Christian: We all said we’d help Oscar move house. Caroline promised to clear her schedule Sunday. I said I’d bring Benjamin and Hélène. George was going to bring the boxes. Veronique said she’d send her maid.
Two friends, on narrative.
Cecily: I go through silly extremes. Last year, I worked myself to the bone physically and emotionally. Then, I was a voracious shopper, in glittering boots and Serbian rabbit furs. Then I became a restless housewife, befriended by laundry and experimental stews. The continuum of my life is so fractured, and my dominant personality traits shift so frequently. This is one of the reasons I crave marriage. It seems like necessary connective tissue in the narrative of my life. Thing is, I’m not sure if real life is supposed to have a narrative arc.

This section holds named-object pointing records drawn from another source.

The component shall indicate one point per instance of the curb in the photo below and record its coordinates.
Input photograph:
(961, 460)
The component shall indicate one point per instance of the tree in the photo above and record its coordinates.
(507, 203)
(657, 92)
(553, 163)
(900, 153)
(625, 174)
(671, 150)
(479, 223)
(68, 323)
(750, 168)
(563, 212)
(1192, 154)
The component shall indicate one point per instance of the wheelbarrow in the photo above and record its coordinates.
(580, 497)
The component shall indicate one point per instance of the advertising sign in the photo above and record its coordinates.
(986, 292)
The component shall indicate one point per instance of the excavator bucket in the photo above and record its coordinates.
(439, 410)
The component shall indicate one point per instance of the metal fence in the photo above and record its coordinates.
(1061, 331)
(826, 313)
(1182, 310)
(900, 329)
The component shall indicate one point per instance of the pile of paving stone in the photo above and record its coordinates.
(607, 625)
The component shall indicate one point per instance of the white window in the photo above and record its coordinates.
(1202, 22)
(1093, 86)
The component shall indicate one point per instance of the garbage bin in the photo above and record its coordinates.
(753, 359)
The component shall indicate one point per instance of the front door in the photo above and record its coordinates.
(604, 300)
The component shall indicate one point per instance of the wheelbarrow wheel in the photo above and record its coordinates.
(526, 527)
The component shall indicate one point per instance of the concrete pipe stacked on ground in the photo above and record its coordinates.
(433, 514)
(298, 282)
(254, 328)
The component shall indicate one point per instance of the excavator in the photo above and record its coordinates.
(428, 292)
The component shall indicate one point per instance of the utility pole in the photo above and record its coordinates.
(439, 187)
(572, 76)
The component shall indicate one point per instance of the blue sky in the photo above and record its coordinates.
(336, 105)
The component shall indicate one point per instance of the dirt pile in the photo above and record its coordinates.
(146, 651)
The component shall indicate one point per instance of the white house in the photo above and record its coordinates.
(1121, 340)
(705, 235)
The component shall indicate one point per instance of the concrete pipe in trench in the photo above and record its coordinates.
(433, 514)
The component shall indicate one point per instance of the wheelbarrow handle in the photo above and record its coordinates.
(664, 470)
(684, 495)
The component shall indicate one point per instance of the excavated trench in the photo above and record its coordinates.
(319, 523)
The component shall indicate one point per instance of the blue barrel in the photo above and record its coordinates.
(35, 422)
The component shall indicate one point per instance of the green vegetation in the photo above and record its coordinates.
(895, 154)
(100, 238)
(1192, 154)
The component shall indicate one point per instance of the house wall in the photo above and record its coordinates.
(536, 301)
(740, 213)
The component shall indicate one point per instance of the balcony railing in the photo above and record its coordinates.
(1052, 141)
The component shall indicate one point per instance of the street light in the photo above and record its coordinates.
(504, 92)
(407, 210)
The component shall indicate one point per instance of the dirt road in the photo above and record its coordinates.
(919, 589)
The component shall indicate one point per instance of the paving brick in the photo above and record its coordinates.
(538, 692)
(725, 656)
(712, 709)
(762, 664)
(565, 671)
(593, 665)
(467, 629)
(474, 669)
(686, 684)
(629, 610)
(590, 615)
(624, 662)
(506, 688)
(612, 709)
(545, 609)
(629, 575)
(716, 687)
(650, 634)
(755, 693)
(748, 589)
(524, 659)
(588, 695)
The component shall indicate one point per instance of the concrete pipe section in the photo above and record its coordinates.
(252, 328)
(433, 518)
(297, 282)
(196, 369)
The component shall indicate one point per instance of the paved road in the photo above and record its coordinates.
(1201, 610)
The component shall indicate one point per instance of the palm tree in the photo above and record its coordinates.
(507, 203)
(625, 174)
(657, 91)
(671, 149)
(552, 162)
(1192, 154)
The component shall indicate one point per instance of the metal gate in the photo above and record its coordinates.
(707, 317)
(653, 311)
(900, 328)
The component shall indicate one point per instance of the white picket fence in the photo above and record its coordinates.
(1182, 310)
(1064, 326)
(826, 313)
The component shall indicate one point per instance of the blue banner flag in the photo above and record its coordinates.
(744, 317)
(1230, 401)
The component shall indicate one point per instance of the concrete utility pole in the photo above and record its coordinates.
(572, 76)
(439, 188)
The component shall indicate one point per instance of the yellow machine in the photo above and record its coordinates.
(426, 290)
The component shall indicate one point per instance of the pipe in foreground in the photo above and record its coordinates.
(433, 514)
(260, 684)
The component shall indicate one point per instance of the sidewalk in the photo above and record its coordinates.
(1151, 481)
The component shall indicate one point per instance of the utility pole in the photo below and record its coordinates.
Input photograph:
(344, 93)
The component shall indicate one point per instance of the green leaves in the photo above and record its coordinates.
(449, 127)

Xavier: It’s not. And if we treat ourselves like we’re fictional characters, then it will rarely be with any sort of actual justice or understanding. It will be a series of grand sweeping gestural things, and unrealistic narrativising. Leave that to other people to do about you.
Cecily: But narrative smoothness in life might help. Might help me keep a tabs on how I’m doing as a human. I feel kind of like a fish. A fish with nowhere to go, in a really fancy hat.
Cecily, on education.
Cecily: I have had a good education in cheese, wine, polo, and skiing. Although I still cannot ski. It didn’t help that I started my education on terrifying Swiss slopes that tiny Swiss kids were navigating like Russian ballerinas. And there was my Calvin Klein coat (not made for skiing) weighing me down and heavy around my ankles. I wanted glüwein and a chalet that day, more than I have ever wanted those things in my life.
Xavier: Polo is beyond me, but I do like cross country croquet; the style those Algonquin guys played in the 1920s.
Cecily, on Paris.
Cecily: The streets are romantic, and filled with lovers who don’t even know each other.
A mentor and a student, on whoredom.
Cecily: Under your mentorship I have flourished into a bit of a right whore.
Christian: Beware. Whoredom too spirals into its own squealing mundanity.
To Cecily, on soup.
Christian: Are you saying you consider my soups as vulgar as consommés?
Two friends, on hands.
Christian: Your hands are spindly and alluring.
Cecily: I use them to drive Italian men wild. Yesterday, a man named Marcello bought me a salad just so he could watch my hypnotic nails for an hour. My manicures pay for themselves.
Two friends, on Paris afternoons.
Christian: It’s a lovely afternoon. Let’s go to Place Saint Catherine, to the café with the flirty waiters. Do you know the one I mean?
Cecily: I shall take a punt and guess the café, or stroll around the square until you arrive to guide me to this font of hotness.
Sisters, on dressing.
Delilah: Tell me, are you dressed entirely as Zelda Fitzgerald?
Cecily: How does Zelda Fitzgerald dress?
Delilah: With regard.
Cecily: I am in bed. So I am not dressing with regard.
Delilah: Perfect. Not dressing, with regard. You should know, it’s dangerous leaving punctuation to your adversary.
Two friends, on pain.
Ohan: Pain doesn’t have to harden you. It can create the space for more love to fit inside.
Cecily: I don’t need pain to make room for more love. Pain makes room for more Häagen-Dazs. That’s it.